Podcast Information:
In the episode titled "05 Allergic To Dogs", listeners are treated to another installment of the humorous marital escapades of John and Blanche Bickerson. This particular episode delves into the comedic tension arising from John's alleged allergies and Blanche's spontaneous decision to add a puppy to their household. As always, the Bickersons' interactions provide a blend of witty banter, misunderstandings, and exaggerated frustrations that highlight the quirks of married life.
The episode opens with John Bickerson complaining about his persistent headaches and insomnia, attributing them to his hectic lifestyle and poor sleep habits. Blanche Bickerson, ever the proactive wife, attempts to address John's woes by suggesting various remedies. However, the situation takes an unexpected turn when Blanche decides to bring a puppy into their home, much to John's dismay.
John's immediate reaction is one of distress, primarily due to his supposed allergy to dog hair. Blanche, unfazed by his objections, feels compelled to have a pet, leading to a series of comedic confrontations between the couple. The dialogue showcases their differing perspectives, with John exaggerating his discomfort and Blanche being determined to proceed with her plan.
As the night progresses, Blanche's insistence on keeping the puppy despite John's protests escalates the tension. John’s desperation to rid himself of the new addition leads to humorous attempts to manage the situation, including misplaced medications and frantic searches for aspirin. The episode culminates in a classic Bickersons resolution, where misunderstandings are playfully resolved, leaving listeners amused by the couple's dynamic.
Marital Communication:
Health and Exaggeration:
Pet Ownership:
John Bickerson ([24:22]):
"You know I'm allergic to dog hair. They make me, you see. Get rid of that thing."
Blanche Bickerson ([24:12]):
"You're just a big hypochondriac. You imagine those allergies like you do your insomnia."
John Bickerson ([26:08]):
"I never heard of such a thing. You know, I went to bed with a splitting headache and I had to take a dozen worm pills to fall asleep."
Blanche Bickerson ([27:06]):
"Get it? We got it now."
John Bickerson ([28:38]):
"Get out of here before I hit you with a cleaver."
Danny Thomas as Brother Amos ([28:46]):
"Don't carry on so. If they're good for a dog, they won't hurt you.
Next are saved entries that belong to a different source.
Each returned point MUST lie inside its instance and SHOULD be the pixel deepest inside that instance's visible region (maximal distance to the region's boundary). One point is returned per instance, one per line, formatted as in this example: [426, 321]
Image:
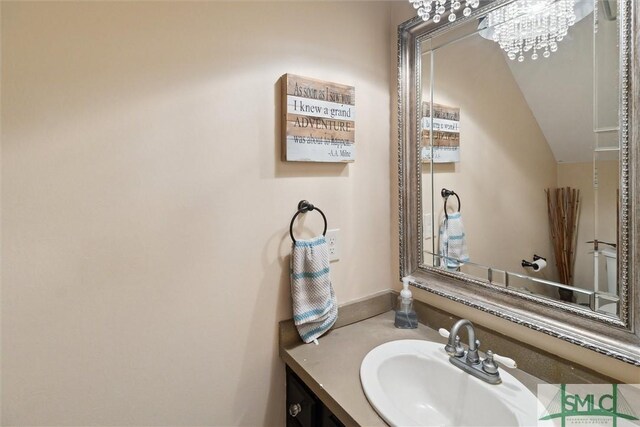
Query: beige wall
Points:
[505, 161]
[580, 176]
[146, 210]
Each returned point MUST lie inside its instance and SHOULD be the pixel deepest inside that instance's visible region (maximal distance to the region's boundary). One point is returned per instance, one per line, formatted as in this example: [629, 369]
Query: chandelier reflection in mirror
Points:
[531, 26]
[434, 9]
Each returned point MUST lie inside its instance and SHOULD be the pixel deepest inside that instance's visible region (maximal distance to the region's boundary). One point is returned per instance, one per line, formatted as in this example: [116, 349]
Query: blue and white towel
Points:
[453, 242]
[315, 308]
Go to sleep."
John Bickerson: Portrayed as the beleaguered husband struggling with the disruptions in his life, John's character embodies the stereotypical male response to marital tensions—complaining and seeking immediate relief from perceived inconveniences.
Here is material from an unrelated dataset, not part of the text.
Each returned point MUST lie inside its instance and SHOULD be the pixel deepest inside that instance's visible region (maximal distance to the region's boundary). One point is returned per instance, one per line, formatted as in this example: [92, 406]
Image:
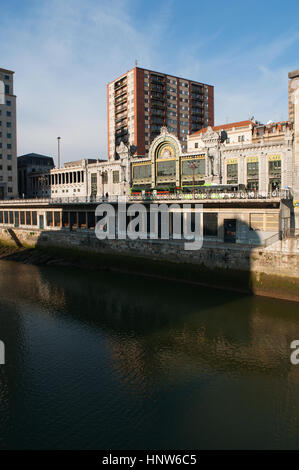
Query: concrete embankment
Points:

Blanche Bickerson: As the quintessential proactive wife, Blanche takes charge of domestic decisions, often clashing with John's more passive or reactive nature. Her determination to maintain household harmony through her actions, even when they contradict John's wishes, adds a rich layer to their interactions.
Brother Amos (Danny Thomas): Serving as the external influence, Brother Amos introduces additional comedic elements by intertwining John and Blanche's issues with his own schemes, such as the raffle for a new apartment, further complicating the Bickersons' dynamic.
Comedy in Everyday Life:
Exaggeration as a comedic device:
Dynamic of Control in Marriage:
"Bickersons 47-01-12 – '05 Allergic To Dogs'" delivers a quintessential Bickersons experience, blending sharp humor with relatable marital scenarios. Through the playful antagonism between John and Blanche, the episode underscores the timeless theme of love tempered by everyday frustrations. The inclusion of Brother Amos adds an extra layer of comedic complexity, ensuring that listeners are both entertained and amused by the enduring charm of the Bickersons.
For those unfamiliar with The Bickersons, this episode serves as a delightful introduction to the show's signature style—capturing the essence of early radio comedy with its sharp dialogue, memorable characters, and situational humor that remains timelessly relatable.